What I did
-
git clone [email protected]:peterjc/mediawiki_to_git_md.git
-
Start with an empty repo
git clone [email protected]:NESCent/Tools-for-Evo-Hack.git
-
cd Tools-for-Evo-Hack
-
scp -p siren:/deposit/inputs/dumps/gmodevohackathon.xml.gz ./
-
gunzip gmodevohackathon.xml.gz
-
install docker
-
define a 'pandoc' command, put it on path
\#!/bin/bash exec docker run -v \`pwd\`:\`pwd\` jagregory/pandoc $*
-
kludge the invocation of 'pandoc' in convert.py to compensate for use of docker
[... '/path...to.../Tools-for-Evo-Hack/' + mw_filename],
-
create empty user_blacklist.txt
-
create usernames.txt (I tried putting entries in it, that didn't work, next time should try empty)
-
invoke with
python /path...to.../gmodevohackathon/mediawiki_to_git_md/convert.py \`pwd\`/gmodevohackathon.xml
I could have used 'brew install pandoc' and avoided docker and the
kludge and pwd
nonsense entirely, but I didn't think of that. (The
standard OS X pandoc installer fails, but brew works just fine.)
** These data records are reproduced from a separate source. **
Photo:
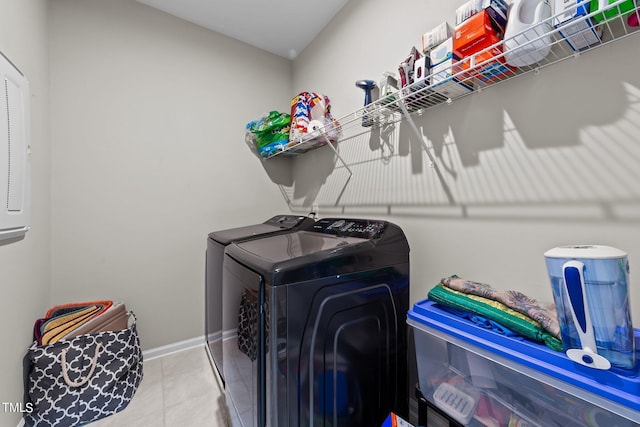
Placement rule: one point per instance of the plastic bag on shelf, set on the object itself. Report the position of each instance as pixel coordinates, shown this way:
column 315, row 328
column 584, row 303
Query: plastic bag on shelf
column 311, row 112
column 268, row 134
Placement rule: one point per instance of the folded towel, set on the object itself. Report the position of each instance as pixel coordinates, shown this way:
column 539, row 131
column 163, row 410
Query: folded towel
column 544, row 315
column 496, row 311
column 54, row 329
column 114, row 319
column 69, row 307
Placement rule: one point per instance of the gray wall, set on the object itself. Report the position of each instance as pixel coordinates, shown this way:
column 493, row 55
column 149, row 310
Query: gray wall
column 539, row 161
column 25, row 263
column 149, row 156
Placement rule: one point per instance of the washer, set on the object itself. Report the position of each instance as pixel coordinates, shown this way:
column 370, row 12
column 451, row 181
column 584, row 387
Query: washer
column 216, row 244
column 322, row 337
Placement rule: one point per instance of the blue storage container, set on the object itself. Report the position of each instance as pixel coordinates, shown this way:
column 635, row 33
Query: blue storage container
column 481, row 377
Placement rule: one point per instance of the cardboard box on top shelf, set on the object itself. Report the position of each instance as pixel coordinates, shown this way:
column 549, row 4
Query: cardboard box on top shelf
column 475, row 34
column 497, row 9
column 579, row 32
column 443, row 61
column 477, row 43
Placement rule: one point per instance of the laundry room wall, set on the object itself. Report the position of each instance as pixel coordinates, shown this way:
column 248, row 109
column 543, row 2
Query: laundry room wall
column 148, row 117
column 25, row 262
column 546, row 159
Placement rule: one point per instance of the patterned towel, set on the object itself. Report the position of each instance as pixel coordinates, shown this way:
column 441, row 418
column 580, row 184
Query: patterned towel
column 544, row 315
column 496, row 311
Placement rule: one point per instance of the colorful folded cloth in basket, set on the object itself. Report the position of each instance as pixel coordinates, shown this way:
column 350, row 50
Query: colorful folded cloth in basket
column 70, row 320
column 56, row 327
column 544, row 315
column 496, row 311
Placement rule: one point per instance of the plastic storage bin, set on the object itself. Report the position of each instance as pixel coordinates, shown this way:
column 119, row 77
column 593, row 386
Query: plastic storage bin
column 497, row 380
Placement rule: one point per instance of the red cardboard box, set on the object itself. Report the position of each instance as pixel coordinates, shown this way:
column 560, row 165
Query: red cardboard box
column 487, row 66
column 475, row 34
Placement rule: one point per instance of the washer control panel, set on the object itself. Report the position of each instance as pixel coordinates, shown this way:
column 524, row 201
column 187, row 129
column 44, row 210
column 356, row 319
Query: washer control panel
column 361, row 228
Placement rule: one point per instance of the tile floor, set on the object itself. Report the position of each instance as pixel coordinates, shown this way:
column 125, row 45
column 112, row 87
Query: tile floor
column 177, row 390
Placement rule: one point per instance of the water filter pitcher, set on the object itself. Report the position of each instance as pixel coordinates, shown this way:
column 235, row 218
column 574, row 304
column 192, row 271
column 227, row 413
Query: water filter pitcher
column 590, row 287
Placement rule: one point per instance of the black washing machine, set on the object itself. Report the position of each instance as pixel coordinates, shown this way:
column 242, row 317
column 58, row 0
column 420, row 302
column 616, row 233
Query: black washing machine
column 216, row 244
column 321, row 337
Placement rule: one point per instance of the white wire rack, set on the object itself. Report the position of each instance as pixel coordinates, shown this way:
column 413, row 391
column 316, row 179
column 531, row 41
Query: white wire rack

After converting 363 pages I got
fatal: No existing author found with 'hlapp'
Return code 128 from git commit
so I don't know whether it finished or not.
When viewed in github, the hyperlinks between pages don't work, because they just say wiki/Foo instead of wiki/Foo.md. However, if the content were served by apache, wiki/Foo.md (which is stored in the file) would be a variant of the resource wiki/Foo (virtual resource subject to content negotiation), so maybe it's all OK. If this turns out to be a problem, a simple sed script will fix it.